Não seria necessariamente uma divisão do país, mas o surgimento de uma abertura, uma discussão significativa do conteúdo da Constituição da República.
Provavelmente poderia ou pode ser o pontapé de partida para a discussão e inclusão de uma cláusula ou emenda constitucional permitindo ou abrindo portas para que Moçambique se possa transformar numa federação.
Não tenhamos ilusões sobre a razão de tanta repulsa a uma autonomização regional/provincial.
O “Empoderamento” Económico Negro implementado desde a era de Joaquim Chissano tem como ponto de partida e funda-se no controlo dos recursos naturais, solo, subsolo, mar e florestas. As fortunas exibidas pela nomenclatura moçambicana, o seu poder económico e financeiro são resultado da sua capacidade de controlar em exclusivo a terra que, por lei, pertence ao Estado.
As “joint-ventures” agro-industriais, os empreendimentos energéticos, as fábricas, as empreitadas de construção civil públicas, o acesso a empréstimos internacionais são feitos e estabelecidos com base em contrapartidas.
Aquele arcaboiço exibido pelo partido no poder e alguns de seus membros tem alicerce no controlo que têm dos recursos nacionais.
Primeiro através da nacionalização e depois pela privatização, a Frelimo e o seu núcleo dirigente apossaram-se do país e uma eventual autonomização seria como “cortar as suas asas”.
Essa é a razão de tanta bílis vomitada pelos porta-vozes do partido no poder.
Agora que se entenda que um projecto de autonomização precisa de ser desenhado com abrangência e profundidade para que não seja algo cosmético como a ultima tentativa de revisão constitucional encabeçada por AEG e comandada por Eduardo Mulembwe.
Se houve uma abordagem do tema entre o FJN e AMMD, seria de bom tom e de coerência política que a Frelimo esperasse pela sua apresentação formal em sede do parlamento, consoante tudo indica que foi o entendimento entre as duas figuras.

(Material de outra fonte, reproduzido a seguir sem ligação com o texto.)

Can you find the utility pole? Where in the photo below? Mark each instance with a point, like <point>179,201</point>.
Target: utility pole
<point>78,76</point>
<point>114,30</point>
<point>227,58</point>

Esta aparente pressa em rebater, denegrir e catalogar de inviável e anti-unidade nacional um anteprojeto que ainda nem foi submetido à AR compreende-se, e é “farinha do mesmo saco” de onde saíram outras adjectivações como “apóstolos da desgraça”, “imperativo nacional”, “espírito de deixa-andar”.
Essa ofensiva demonstra o nível de desespero em que se encontra uma determinada ala da Frelimo que nem toma em consideração atropelos à postura dialogante do seu PR.
A questão na mesa é complexa e, para alguns, “de vida ou de morte”, quando não é necessariamente isso que está acontecendo.
Mas de uma coisa há a certeza, que uma eventual aprovação ao nível do parlamento de um projecto de autonomização regional/provincial seria um “balde de água fria” para a segurança patrimonial de algumas pessoas.
O xadrez ministerial acordado e em funções jamais teve em conta tal eventualidade.
Todo o bocejar, vociferar e gritaria de alguns enviados do partido Frelimo é claramente uma distracção desnecessária para o Governo do dia.
Até onde chegarão as partes é algo que os moçambicanos esperam ver.
Um conselho gratuito a quem se mostra contrário à possibilidade de se viver em e sob autonomia é que não faça barulho e deixe que a decisão seja tomada em tal fórum próprio.
Quem não quer anarquia dá oportunidade a que os deputados eleitos estudem os “dossiers” em causa e tomem a sua decisão vinculativa sem espernear em público.
Porquê tanto medo, afinal? Será que já não há certeza quanto à coesão do passado?
Será que a disciplina partidária está enfraquecendo?